Star in the constellation Auriga

59 Aurigae, often abbreviated as 59 Aur, is a star in the constellation Auriga. Its baseline apparent magnitude is 6.1, meaning it can just barely be seen with the naked eye as a dim, yellow-white hued star. Based on parallax measurements, it is located about 482 ly away from the Sun.
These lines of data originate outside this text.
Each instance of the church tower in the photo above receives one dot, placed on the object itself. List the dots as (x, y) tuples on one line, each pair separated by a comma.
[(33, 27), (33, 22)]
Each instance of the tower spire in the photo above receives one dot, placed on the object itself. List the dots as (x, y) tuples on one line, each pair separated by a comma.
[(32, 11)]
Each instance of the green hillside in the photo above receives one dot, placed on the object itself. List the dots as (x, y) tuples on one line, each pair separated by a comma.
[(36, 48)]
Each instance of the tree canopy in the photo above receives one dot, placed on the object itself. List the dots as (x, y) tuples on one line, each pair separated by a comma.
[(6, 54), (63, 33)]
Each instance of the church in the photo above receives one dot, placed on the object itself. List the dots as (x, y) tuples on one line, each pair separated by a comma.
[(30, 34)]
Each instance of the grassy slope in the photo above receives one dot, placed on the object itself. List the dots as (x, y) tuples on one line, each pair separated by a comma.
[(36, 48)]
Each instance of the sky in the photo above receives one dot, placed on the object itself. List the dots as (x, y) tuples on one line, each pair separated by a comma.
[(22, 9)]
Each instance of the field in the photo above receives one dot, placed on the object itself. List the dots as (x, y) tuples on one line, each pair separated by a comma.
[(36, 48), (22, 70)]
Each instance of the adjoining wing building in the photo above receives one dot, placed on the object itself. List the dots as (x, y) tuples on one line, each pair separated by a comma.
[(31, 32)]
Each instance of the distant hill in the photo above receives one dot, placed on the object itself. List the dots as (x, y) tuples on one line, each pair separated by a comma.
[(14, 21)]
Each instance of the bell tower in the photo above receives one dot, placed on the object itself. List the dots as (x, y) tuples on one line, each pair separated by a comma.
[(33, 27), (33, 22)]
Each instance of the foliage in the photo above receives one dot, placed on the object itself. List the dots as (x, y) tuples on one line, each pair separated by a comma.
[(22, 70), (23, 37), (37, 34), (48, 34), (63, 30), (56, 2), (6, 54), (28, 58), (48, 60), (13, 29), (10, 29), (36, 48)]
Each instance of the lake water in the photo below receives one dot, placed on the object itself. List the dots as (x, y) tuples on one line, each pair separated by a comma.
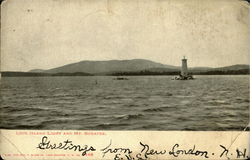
[(140, 103)]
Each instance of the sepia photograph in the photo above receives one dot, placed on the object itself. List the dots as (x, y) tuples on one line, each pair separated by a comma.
[(162, 65)]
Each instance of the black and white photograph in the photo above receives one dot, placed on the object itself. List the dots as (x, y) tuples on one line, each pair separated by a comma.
[(160, 65)]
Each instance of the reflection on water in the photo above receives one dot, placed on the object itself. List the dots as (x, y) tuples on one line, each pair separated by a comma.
[(140, 103)]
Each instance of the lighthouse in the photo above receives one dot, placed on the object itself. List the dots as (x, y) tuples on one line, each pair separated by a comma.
[(184, 69)]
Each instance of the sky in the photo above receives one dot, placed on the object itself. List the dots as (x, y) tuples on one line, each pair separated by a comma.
[(43, 34)]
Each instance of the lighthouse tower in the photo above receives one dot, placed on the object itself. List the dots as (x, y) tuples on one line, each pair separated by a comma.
[(184, 69)]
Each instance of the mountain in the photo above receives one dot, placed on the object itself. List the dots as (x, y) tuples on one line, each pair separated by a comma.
[(94, 67), (136, 67)]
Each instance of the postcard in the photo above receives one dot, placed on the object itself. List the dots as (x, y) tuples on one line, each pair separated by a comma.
[(124, 79)]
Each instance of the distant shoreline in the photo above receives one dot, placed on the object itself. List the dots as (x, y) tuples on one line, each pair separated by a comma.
[(141, 73)]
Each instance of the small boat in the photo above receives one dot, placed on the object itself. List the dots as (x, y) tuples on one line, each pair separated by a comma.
[(184, 72), (121, 78)]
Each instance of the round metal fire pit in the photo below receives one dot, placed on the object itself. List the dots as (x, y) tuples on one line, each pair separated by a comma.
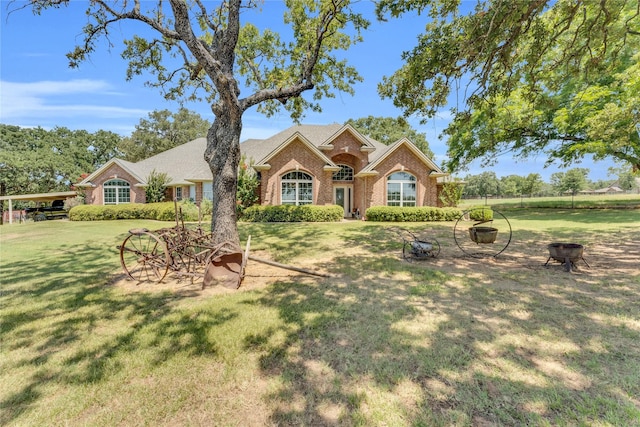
[(566, 253)]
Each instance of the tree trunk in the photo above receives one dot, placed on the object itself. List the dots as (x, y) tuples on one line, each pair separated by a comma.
[(223, 156)]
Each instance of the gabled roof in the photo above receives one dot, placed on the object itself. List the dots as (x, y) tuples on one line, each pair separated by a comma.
[(366, 144), (297, 136), (185, 163), (370, 168), (127, 166)]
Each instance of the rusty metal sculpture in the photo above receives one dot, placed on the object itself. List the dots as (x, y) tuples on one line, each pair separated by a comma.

In 1966, Ivan John Danziger and Robert John Dickens discovered that 59 Aurigae star is a variable star. This object is a Delta Scuti variable, meaning it varies in luminosity due to pulsations on its surface, ranging in magnitude from 5.94 down to 6.14 with a period of 0.154412 days. For that reason, in 1975, it was given the variable star designation OX Aurigae. The star's spectrum matches that of an F-type main-sequence star and it has a spectral type of F2V. It has 2.4 times the mass of the Sun and 5.7 times the Sun's radius. 59 Aurigae is thought to be around 530 million years old, and is radiating 62 times the Sun's luminosity from its photosphere an effective temperature of ±6,848 K.